Common Errors and Fixes#
Canary shows better metrics than baseline but it’s a fluke
With small sample sizes, random variation can look like real improvement. Wait for at least 1000 requests per version before making promotion decisions. For statistical rigor, use a two-sample t-test on latency distributions.
Prediction distribution shifted but error rate is fine
A model that predicts “positive” 80% of the time instead of 60% might not show errors in your metrics, but it’s likely broken. Track prediction distribution as a first-class metric and alert on significant shifts.
Canary pod is slower because it’s cold
New pods haven’t warmed up their caches, JIT compilation, or GPU kernels.

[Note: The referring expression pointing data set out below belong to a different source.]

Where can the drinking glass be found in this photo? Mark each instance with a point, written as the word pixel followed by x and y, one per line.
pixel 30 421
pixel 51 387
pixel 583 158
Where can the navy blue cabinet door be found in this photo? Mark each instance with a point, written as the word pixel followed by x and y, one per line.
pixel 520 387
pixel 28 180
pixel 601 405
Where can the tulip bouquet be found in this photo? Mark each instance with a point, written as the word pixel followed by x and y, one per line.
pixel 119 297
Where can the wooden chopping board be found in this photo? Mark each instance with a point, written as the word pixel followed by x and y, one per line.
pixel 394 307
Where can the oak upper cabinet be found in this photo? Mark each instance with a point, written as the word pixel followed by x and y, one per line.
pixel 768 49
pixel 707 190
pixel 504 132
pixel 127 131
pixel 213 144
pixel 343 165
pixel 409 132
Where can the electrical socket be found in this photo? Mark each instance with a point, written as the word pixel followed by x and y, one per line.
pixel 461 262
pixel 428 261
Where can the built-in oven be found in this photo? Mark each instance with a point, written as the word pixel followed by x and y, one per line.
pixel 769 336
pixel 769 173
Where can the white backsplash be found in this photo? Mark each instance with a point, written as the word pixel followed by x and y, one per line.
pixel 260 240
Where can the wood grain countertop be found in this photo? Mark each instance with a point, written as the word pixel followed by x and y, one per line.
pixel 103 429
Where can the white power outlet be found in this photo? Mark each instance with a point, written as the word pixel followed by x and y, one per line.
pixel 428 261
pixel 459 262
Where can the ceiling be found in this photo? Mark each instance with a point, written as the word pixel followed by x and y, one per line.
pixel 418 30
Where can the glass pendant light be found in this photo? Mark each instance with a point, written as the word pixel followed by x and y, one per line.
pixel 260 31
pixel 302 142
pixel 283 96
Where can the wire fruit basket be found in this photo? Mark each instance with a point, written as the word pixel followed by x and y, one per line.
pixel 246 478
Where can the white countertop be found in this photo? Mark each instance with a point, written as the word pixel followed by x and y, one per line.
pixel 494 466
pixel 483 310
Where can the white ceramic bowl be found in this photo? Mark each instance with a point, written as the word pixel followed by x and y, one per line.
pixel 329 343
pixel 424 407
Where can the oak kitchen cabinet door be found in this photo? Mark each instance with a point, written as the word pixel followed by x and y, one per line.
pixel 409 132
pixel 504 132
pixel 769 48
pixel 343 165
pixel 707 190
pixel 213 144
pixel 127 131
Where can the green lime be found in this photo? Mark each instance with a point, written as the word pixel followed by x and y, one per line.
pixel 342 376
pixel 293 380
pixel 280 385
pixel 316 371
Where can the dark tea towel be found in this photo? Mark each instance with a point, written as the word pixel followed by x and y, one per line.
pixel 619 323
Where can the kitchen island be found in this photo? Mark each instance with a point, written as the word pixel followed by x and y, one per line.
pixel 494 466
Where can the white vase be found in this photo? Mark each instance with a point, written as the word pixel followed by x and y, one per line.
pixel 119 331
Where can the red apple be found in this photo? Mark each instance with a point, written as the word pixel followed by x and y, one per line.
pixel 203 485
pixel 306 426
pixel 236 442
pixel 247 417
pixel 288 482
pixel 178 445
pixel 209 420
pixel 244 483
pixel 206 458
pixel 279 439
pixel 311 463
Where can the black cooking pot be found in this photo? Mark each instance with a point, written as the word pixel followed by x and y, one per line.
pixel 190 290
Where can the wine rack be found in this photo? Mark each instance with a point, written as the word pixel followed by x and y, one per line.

Send warmup traffic to the canary before including it in the routing pool. For LLM serving, run a few dummy inference requests during pod startup.
Traffic split isn’t exact
Random routing with 10% canary means approximately 10%, not exactly. For 100 requests, you might see 7 or 13 go to canary. This is fine — the law of large numbers smooths it out over thousands of requests.
Rollback doesn’t happen fast enough
Reduce the evaluation interval from 60 seconds to 15 seconds, and add an immediate rollback trigger on error rate spikes above 10%. The evaluation loop should also check health on every request if error rates are elevated.